Much-needed relief is coming to those with diabetes and other chronic conditions with HDHPs who’ve paid high costs for their medications. In July, the Internal Revenue Service (IRS) and the US Department of the Treasury released guidance allowing HDHPs with health-savings accounts to cover chronic care treatment, such as insulin, before a patient meets their deductible.17

“With this new IRS guidance, no insured American with diabetes should ever have to pay the full price for their insulin again,” said A. Mark Fendrick, MD, director of the Center for Value-Based Insurance Design at the University of Michigan, in an email to EBDM.

The feature of the ACA that has helped people with T1D the most, the protection for people with preexisting conditions, faces uncertainty as the law is again challenged in court.18 This has those affected by T1D questioning what will happen if the entire law is overturned.

Is the Past the Future?

Lala Jackson has T1D diagnosed at age 10 in 1997, more than a decade before the ACA arrived. In those days, young adults aged off of their parents’ insurance at 19 or when they were no longer in school full time. The month before she finished college, Jackson’s mother warned that she would be kicked off the family’s insurance shortly after graduation and that despite her best efforts, she could not help. Back then, insurers in the individual market could turn down someone with T1D, so Jackson was unable to purchase insurance on her own.

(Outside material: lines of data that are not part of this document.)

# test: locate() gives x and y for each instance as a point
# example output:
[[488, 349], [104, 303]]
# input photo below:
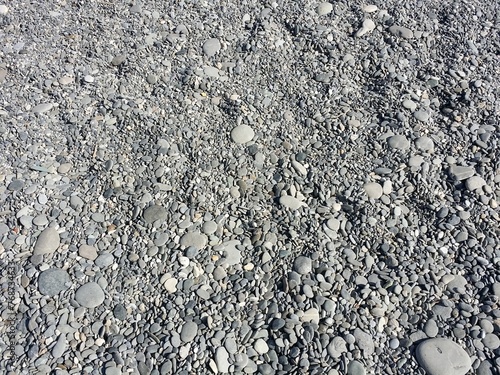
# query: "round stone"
[[398, 142], [302, 265], [189, 331], [422, 115], [47, 242], [209, 227], [442, 356], [53, 281], [194, 239], [154, 213], [242, 134], [211, 47], [324, 8], [373, 190], [89, 295]]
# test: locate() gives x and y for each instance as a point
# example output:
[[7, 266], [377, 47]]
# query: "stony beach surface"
[[249, 187]]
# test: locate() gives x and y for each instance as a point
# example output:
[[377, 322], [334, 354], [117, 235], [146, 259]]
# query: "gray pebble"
[[189, 331], [302, 265], [442, 356], [89, 295], [47, 242], [53, 281]]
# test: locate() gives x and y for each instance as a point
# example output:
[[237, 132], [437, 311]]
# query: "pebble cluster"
[[250, 187]]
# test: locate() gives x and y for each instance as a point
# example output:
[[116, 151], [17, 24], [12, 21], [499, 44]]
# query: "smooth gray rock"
[[242, 134], [47, 242], [302, 265], [398, 142], [53, 281], [189, 331], [442, 356], [355, 368], [154, 213], [461, 173], [90, 295], [211, 47], [222, 360], [194, 239], [373, 190]]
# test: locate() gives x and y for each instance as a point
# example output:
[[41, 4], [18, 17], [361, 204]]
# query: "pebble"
[[87, 252], [42, 108], [368, 27], [195, 239], [60, 346], [337, 347], [291, 202], [154, 213], [461, 173], [401, 31], [425, 144], [242, 134], [261, 346], [324, 8], [53, 281], [222, 360], [422, 115], [373, 190], [474, 183], [302, 265], [15, 185], [442, 356], [189, 331], [47, 242], [399, 142], [211, 47], [89, 295], [364, 341], [355, 368]]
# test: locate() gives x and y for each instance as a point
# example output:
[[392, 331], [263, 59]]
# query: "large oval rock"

She graduated in 2009 in the midst of the financial crisis and found herself without insurance and unable to get a job with benefits. She considered joining the Peace Corps, but her application was turned down due to her T1D status. (In an email to EBDM, a Peace Corps spokesperson said applicants with T1D are evaluated on a “case by case basis,” and may serve if their diabetes “is well managed and the country the volunteer serves in can support their management” of the condition.)

Living in Savannah, Georgia, at the time, Jackson took an internship working 30 hours a week at $10/hour and tried to pay for things herself; her rent cost $500 and her insulin, $100 per bottle. Jackson uses 3 to 4 bottles of insulin a month. She went to the local Medicaid office for help, only to be told they could not help her unless she was pregnant.